Rishi Sunak faces red wall wipeout at election - GulfToday

Rishi Sunak faces red wall wipeout at election

Rishi Sunak 55

Rishi Sunak

Archie Mitchell, The Independent

The Tories are facing electoral oblivion in the red wall as a shock poll reveals they will lose every single seat. Polling from Electoral Calculus, shared with The Independent, reveals all 42 red wall seats held by the Conservatives are set to return to Labour at the next general election. The scale of the rebellion against the government appears to in part be driven by the spiralling cost of living, with a separate analysis seen by The Independent showing the crisis is having a devastating impact on Tory-held seats in the red wall.

The data, compiled by analytics firm Outra, show 15 Conservative-held red wall seats, which were won at the last election but have historically supported the Labour Party, are among the 50 constituencies with the highest number of financially distressed voters in the country. Such as Great Grimsby, Blackpool South and Walsall North are among those with the highest portion of voters deemed financially vulnerable.

In total, 15 of the top 50 seats in which voters are at risk of falling behind on their bills were won by the Conservatives in 2019. It follows research by investment firm Hargreaves Lansdown that shows the North East has been hit hard by the cost of living crisis – with the joint lowest level of savings in the country, and just a third of households reporting they have enough cash left at the end of the month. The figures will set alarm bells ringing in Downing Street, with experts warning that voters facing financial distress will make their voices heard in the ballot box. Pollster and political analyst Robert Hayward pointed to a defining phrase from Bill Clinton’s successful 1992 run to unseat George HW Bush as US president: “It’s the economy, stupid.”

He told The Independent that the economy is “always the most important issue” on polling day across all age groups, social groups and genders.

Lord Hayward said it was especially important for the Conservatives, having historically been considered better managers of the economy than Labour. Lord Hayward added that Sunak’s party may be doing so “slowly”, with inflation finally falling, but without further progress before an expected general election in October 2024, the Conservatives will lose. Almost two-thirds of voters believe the economy to be one of the top three issues facing the country, putting it significantly ahead of health and immigration, YouGov polling shows. The risk of a red wall wipeout will also raise fears in Conservative HQ, with Lord Hayward warning it will leave Sunak facing “serious difficulty” securing an overall majority.

Addressing the collapse in support facing Tories in the red wall, Lord Hayward said that while the party has achieved majorities without the voting bloc in the past, “it delivered the size of that majority last time around”.

He added that the failure to win those seats next year “would leave the Conservatives in serious difficulty trying to find an overall majority”.

Electoral Calculus chief executive Martin Baxter pointed to former PM Mr Johnson’s acknowledgement that red wall voters had “lent him” their support in 2019. “And it looks like they are taking it back,” he said. “The Conservative tide went up that beach in 2019, and it looks like the tide is going out again.”

The pollster is forecasting that the Tories will lose all 42 of their red wall seats.
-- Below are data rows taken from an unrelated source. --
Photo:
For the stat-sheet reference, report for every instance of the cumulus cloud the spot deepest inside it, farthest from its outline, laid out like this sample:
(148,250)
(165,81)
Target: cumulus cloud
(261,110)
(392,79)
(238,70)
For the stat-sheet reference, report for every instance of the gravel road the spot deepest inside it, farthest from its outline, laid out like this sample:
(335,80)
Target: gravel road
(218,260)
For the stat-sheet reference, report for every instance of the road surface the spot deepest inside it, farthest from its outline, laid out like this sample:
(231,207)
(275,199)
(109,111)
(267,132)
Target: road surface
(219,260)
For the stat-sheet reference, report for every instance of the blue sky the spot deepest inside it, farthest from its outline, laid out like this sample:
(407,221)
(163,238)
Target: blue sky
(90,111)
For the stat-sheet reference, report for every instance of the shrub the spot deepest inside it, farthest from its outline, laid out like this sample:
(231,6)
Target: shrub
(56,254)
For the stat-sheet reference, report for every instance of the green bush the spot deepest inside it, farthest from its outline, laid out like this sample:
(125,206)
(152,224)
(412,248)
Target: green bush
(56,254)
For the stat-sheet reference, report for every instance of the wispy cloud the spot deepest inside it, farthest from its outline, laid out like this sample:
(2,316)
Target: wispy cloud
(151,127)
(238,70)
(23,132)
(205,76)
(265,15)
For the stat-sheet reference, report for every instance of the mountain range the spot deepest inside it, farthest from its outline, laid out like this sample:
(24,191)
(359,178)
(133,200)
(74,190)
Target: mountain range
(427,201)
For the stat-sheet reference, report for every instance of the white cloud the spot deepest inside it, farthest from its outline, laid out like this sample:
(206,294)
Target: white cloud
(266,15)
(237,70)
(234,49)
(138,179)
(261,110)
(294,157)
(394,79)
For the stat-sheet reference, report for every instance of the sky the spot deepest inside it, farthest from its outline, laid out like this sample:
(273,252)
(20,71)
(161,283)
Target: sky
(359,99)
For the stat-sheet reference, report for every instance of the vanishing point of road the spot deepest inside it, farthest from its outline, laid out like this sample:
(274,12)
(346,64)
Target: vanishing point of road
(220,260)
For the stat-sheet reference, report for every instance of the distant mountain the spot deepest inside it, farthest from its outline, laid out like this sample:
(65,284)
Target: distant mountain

And Baxter said that while the economic figures “underline” the struggle in voters in those areas for the Conservatives, the prospect of the party holding on to power in the general election is already “not likely”. Nationally, Electoral Calculus predicts a landslide Labour victory, winning around 460 seats, with the Conservatives reduced to just 90 seats. Many red wall seats were turned blue in 2019 as voters repulsed by the Labour leader at the time, Jeremy Corbyn, backed Boris Johnson to “Get Brexit Done” and “level up” neglected towns and cities.